7 Ways to Make Website Maintenance Easy

Posted by Tim Barsness on Fri, Feb 12, 2016 6:33 AM

 

Website Maintenance is the often overlooked counterpart to the website development process. Once a site is built, it needs to be hosted somewhere, secured, and kept up to date over the long term. Also, a site is going to need changes - employees, addresses, logos. Whether you have an internal resource, or work with a firm, long-term website management and maintenance needs to be a part of your 2016 planning.  The following post outlines seven Website Maintenance tips to follow on a regular basis.


 

1. Hire someone to help

The single easiest way to make the management of your website a simple and worry-free process is to hire professional help. They have dedicated staff, tested processes, and the time and attention to devote to your site. While their exact services vary, look for a company who offers both a set list of tasks and time that can be used based on the site owner's desires. 

2. Designate a set time to do it

Find an hour a week that you can set aside to devote to Website Maintenance. This should be time that can be walled-off; book a meeting with yourself to make sure it can happen. Doing it during the same time every week will help keep the work down (more on this later), as well as keeping the site from going too long without being checked.

3. Use a set checklist of tasks

It has become clear that professionals - especially well-trained workers in critical roles - can cut down on errors and improve efficiency by relying on checklists for routine tasks. This holds true for Website Maintenance. There are tasks that need to be carried out on a weekly, monthly, quarterly, and yearly basis - keeping these all in your head is a sure-fire way to have an SSL certificate expire when you least expect it. 

Website Maintenance Checklist

4. Automate What You Can

Just like using checklists, automation is another way to cut down on error, and the overall time spent working on your website. Using scripts, services like IFTTT, or built-in functionality, you can develop workflows for your common tasks, monitoring and alerting, and notifications.

5. Stay Up To Date

There are two main reasons to keep your site up to date:

  • Keeping the number of updates you need to do at any given time low
  • Keeping your site up-to-date due to security releases.

One of the benefits of having a set weekly "meeting" to work on your Website Maintenance is that it will make it easy to keep your site up to date. Opening your site's admin menu and seeing 57 plugins to update, as well as 3 updates to the site itself, can prove to be a daunting situation that leads to further neglect of the site. Once the site is fully up to date, revisiting it weekly means that you will only ever have a few updates you need to run.

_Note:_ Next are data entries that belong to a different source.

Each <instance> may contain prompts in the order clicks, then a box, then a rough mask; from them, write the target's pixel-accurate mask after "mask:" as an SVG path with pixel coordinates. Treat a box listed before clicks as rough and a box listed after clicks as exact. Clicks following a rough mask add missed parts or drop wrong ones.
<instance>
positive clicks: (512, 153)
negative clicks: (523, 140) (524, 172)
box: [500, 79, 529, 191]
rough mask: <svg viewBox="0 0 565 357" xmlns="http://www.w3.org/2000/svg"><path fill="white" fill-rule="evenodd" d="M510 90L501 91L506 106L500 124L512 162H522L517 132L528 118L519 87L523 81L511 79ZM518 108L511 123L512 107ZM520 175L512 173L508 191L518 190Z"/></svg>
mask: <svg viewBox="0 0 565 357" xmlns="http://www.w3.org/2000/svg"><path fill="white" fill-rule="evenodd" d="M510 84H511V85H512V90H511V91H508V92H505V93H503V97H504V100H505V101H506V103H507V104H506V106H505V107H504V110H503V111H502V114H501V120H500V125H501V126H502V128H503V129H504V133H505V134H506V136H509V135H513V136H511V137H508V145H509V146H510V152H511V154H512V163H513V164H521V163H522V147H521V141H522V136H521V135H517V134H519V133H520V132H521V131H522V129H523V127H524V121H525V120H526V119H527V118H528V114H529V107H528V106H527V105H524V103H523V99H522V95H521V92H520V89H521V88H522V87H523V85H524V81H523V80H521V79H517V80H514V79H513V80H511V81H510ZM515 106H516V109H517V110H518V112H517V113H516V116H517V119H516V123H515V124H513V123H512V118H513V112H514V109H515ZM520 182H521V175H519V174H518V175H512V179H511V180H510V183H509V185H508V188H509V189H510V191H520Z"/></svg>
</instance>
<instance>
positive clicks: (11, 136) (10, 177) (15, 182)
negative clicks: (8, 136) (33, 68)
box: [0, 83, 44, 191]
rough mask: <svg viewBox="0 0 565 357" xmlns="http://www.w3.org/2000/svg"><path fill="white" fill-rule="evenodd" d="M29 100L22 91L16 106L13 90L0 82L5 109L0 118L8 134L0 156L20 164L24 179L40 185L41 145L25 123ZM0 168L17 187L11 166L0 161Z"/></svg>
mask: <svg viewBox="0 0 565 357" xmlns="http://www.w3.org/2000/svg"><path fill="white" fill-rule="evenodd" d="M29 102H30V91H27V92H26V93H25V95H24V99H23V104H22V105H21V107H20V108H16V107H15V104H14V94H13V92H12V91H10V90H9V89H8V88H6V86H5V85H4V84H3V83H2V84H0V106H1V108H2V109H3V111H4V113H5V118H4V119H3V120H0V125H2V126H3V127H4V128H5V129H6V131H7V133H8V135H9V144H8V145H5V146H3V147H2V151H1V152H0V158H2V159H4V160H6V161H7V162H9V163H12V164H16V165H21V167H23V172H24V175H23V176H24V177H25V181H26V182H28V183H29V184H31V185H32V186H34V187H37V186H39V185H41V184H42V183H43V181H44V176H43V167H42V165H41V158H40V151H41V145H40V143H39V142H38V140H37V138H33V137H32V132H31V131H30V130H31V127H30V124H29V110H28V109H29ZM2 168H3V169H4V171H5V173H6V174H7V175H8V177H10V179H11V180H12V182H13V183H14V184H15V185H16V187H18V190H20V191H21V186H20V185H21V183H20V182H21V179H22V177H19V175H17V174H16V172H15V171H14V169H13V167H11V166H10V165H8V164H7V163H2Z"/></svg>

Also, checking on your website's updates, and running them regularly, will keep it up to date with any security releases. Websites are constantly getting tested and exploited - and when these exploits get fixed, they are released as updates for the plugins, modules, and frameworks that power your website. Keeping everything up to date, and doing this on a frequent basis, will help keep your site secure in the long run. If a security mailing list is offered by your framework, CMS, or plugins, you should sign up to be notified of any security releases, and run these updates immediately.

6. Keep an Eye on Things

It is important to stay up to date on your website, both from an internal and external perspective. Internally, there are several sources of knowledge you can leverage to learn about your site:

There are also many tools to learn how your site is doing from an external perspective. These include:

  • Google Search Console, formerly known as Google Webmaster Tools, is the main method Google uses to communicate with site owners. This can include notifications about malware, search performance data, links they have found, penalties from spam, and more.
  • Uptime services, such as Pingdom, which can alert you when your website is not responsive, and test various parts to make sure your site is full functional.

7.  Have Good Documentation

There are a LOT of different logins, passwords, and other pieces of data that are associated with a website. Not having access to something, due to forgetting it, an ex-employee holding the login, or data loss, can create major headaches when it comes time to make changes to your web infrastructure. Having good documentation about your website, and making it easily accessible when you need it, will make any maintenance task many times easier.

At minimum, have easy access to documentation about:

  • Site Hosting Information
  • Domain Name Registration
  • DNS Service
  • Email Marketing Service
  • Any Plugins/Modules you purchased
  • Any Themes Purchased
  • The name and contact info of the firm who built it 

 


Wrap-up

Website's have only grown in complexity over time, and that trend shows no signs of stopping. No longer are they just a collection of flat HTML files - most sites function as mini-applications, requiring databases, client-side frameworks, APIs, and more. It can be a lot of work to keep all of it secure, online, and responsive. Regardless of what works best for your company and website, put some time into planning your Website Management and Maintenance in 2016 to have a more stress-free year.